Charme ohne Darm

| Renate Dehner
Eine der liebenswürdigeren menschlichen Fähigkeiten besitzt vielfältige Gesichter.

Aber, das nur nebenbei bemerkt, selbst wenn „Darm mit Charme“ schon fast zum geflügelten Wort geworden ist und viele Verlage mit ihrer Titelgestaltung auf den Charme-Zug aufgesprungen sind, der Arsch mit Ohren ist keines dieser Gesichter. Dabei fällt mir höchstens der Inkubus aus Washington ein, und meine diesbezüglichen Assoziationen sind echt uncharmant – gehen eher so in die Richtung Darm ohne Charme.

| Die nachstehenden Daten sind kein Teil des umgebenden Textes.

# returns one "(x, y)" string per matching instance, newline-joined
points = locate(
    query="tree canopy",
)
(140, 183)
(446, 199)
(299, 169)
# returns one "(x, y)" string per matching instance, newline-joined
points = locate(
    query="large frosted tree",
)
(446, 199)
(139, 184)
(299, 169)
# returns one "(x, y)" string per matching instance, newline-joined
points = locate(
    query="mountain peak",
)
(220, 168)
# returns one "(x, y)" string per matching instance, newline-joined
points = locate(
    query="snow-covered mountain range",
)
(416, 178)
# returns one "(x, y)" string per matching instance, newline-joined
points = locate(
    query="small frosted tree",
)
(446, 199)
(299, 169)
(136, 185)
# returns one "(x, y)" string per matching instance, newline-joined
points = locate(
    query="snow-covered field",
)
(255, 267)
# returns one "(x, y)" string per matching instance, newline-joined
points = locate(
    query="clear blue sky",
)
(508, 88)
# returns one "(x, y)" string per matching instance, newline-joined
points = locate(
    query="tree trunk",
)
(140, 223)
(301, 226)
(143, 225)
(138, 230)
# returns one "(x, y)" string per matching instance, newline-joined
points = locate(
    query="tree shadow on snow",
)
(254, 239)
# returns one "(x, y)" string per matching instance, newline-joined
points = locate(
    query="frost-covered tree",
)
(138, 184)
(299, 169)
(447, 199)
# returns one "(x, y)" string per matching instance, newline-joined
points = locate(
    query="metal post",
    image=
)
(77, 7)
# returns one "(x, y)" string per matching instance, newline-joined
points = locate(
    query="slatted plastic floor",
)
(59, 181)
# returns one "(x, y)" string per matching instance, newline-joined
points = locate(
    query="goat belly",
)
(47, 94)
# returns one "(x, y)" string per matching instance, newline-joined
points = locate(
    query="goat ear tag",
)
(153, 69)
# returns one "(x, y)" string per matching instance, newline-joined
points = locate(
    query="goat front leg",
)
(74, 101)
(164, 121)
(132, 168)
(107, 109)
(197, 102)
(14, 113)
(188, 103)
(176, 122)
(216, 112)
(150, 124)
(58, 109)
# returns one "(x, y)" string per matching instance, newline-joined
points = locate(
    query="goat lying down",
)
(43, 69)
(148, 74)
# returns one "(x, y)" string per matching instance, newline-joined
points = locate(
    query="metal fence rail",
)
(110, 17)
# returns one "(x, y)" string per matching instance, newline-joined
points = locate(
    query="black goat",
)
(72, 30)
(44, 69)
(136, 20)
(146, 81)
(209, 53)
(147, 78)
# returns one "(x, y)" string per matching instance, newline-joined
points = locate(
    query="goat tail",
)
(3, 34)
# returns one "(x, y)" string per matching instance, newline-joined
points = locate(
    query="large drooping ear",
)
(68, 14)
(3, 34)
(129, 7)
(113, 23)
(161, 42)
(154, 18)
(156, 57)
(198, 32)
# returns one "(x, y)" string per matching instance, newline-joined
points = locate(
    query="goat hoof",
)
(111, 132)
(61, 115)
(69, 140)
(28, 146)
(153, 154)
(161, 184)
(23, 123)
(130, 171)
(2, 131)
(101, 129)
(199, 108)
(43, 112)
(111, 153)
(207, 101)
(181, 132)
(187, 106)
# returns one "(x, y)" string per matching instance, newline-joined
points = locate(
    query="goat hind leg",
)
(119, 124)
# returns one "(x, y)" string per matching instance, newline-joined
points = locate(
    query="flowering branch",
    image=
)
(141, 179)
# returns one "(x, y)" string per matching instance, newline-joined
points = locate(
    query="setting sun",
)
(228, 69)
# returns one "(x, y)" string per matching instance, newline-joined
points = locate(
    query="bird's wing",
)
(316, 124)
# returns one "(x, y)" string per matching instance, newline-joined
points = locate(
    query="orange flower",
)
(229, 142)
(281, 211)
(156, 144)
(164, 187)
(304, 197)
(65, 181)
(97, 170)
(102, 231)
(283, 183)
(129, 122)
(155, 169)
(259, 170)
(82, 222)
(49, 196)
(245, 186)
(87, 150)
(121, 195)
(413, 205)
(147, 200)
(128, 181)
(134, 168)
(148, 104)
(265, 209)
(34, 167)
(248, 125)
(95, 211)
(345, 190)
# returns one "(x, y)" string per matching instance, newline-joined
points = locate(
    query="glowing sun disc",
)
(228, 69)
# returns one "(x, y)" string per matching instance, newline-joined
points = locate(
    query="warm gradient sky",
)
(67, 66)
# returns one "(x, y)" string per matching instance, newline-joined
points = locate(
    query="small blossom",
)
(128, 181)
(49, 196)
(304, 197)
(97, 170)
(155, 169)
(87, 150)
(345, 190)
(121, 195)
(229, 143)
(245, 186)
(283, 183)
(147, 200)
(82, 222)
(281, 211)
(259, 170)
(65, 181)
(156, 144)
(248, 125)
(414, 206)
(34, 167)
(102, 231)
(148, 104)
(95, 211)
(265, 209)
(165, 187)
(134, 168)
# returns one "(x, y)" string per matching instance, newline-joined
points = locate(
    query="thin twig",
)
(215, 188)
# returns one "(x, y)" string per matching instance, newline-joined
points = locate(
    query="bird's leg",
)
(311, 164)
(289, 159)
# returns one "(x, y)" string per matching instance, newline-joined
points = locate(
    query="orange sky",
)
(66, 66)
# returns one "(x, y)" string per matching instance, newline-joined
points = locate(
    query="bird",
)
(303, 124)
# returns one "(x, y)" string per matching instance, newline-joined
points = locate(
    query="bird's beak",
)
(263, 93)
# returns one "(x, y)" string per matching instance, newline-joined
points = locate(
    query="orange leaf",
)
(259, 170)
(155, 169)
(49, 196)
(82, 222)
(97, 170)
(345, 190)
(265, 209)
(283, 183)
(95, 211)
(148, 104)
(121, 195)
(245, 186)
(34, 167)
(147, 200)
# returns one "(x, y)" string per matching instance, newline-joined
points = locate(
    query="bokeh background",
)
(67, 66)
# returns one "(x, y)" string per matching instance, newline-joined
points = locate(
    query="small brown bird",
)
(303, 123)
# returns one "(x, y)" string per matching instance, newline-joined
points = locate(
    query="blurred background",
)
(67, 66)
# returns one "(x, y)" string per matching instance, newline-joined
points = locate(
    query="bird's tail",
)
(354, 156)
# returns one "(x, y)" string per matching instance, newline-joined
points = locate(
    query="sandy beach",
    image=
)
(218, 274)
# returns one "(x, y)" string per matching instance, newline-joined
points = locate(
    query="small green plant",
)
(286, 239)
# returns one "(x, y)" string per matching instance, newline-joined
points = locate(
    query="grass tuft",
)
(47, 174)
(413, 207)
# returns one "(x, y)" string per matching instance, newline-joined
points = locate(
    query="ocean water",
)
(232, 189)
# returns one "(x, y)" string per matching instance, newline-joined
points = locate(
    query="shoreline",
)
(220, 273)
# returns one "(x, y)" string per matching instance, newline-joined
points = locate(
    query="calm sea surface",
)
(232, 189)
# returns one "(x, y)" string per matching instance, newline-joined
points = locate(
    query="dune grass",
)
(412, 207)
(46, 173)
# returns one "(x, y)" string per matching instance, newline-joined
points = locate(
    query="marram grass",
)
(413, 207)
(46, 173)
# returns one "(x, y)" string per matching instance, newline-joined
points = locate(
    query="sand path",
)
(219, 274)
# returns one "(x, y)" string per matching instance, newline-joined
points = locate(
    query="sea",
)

Auch in den regionalen Ausprägungen ist Charme manchmal erst auf den zweiten Blick erkennbar. Ich denke da zum Beispiel an den schwäbischen Bauern, der seinen Nachbarn, den Professor aus der nahen Universitätsstadt, dabei erwischte, wie der verbotenermaßen den Weg durch seinen kleinen Weinberg nahm. Er stellte ihn sofort zur Rede: „ Ja, Heilandsagg no emol, du  kommsch ma grad gschliffa, du saudomma Griffelschbiddza, wenn i di no oimol in meim Wingert verwisch, no schlag i dr d’Läuf ab, dass de uff de Schdomba hoimquaddle muasch!“  Erschrocken entschuldigte sich der Professor sofort, das sei, weil er in Gedanken, ein Versehen gewesen und würde nie wieder vorkommen. „I woiss“, antwortete der Bauer, „drumm sag i’s jo em Guada!“

Bekanntschaft mit dem ganz spezifischen Kurpfälzer Charme konnte ich selbst machen, als ich in Heidelberg unterwegs war. Ich schlenderte ganz harm- und arglos die Straße entlang, als ich plötzlich einen Schlag auf den Waden spürte und eine grummelnde Stimme mich aufforderte: „Gejese mol weg doo, Sie laafe mer dauernd vor de Fieß rum!“ Ich sprang sofort erschrocken zur Seite. Eine ziemlich dicke, ziemlich alte Lady mit Krückstock hatte sich zu helfen gewusst! Aber, ganz ehrlich, auf ein „Verzeihung, darf ich mal vorbei?“ hätte ich auch reagiert. Vielleicht nicht so ruckartig, also ja, doch, mit Charme erreicht man alle Ziele ein bisschen leichter.

Das bringt mich zum eigentlichen Anliegen dieses Beitrags. Die Zeiten zeichnen sich nicht gerade durch eine Zunahme an Freundlichkeit, Höflichkeit und generell gute Manieren aus. Der Ton wird immer rauer und wüster. Wollen wir das? Selbstverständlich nicht! Ich richte daher einen flammenden Appell an alle Leser, von nun an mit leuchtendem Beispiel voranzugehen. Überlegen Sie doch mal, ob, wann und wo Sie nicht ein bisschen mehr Charme und Lebenswürdigkeit in Ihrem Alltag unterbringen können. Muss ja nicht viel sein, tut auch gar nicht weh. Einfach mal ein Lächeln hie und da mehr, das wäre schon ein guter Anfang.

Nun weiß ich selbstverständlich, dass meine Leser sowieso zu den ganz Netten im Land zählen, aber deswegen dürfte es doch gerade Ihnen leichter fallen als anderen, noch eine kleine Extra-Anstrengung in die richtige Richtung zu unternehmen, oder? Zeigen Sie offen, was für ein netter Mensch Sie sind – das steckt dann ganz sicher auch andere an, nicht mehr damit hinter dem Berg zu halten, welch guten Kern die raue Schale verbirgt.

Herrgott, ich weiß ja auch nicht, ob es hilft – aber ich weiß, dass ich echt keine Lust habe in einem Land zu leben, in dem man sich nur noch anraunzt, in dem Ellbogen die wichtigsten Körperteile sind, in dem das eigene Ego die einzige Richtschnur für das Verhalten ist und Charme nur noch in Verbindung mit Darm vorkommt, als etwas, auf das man scheißt.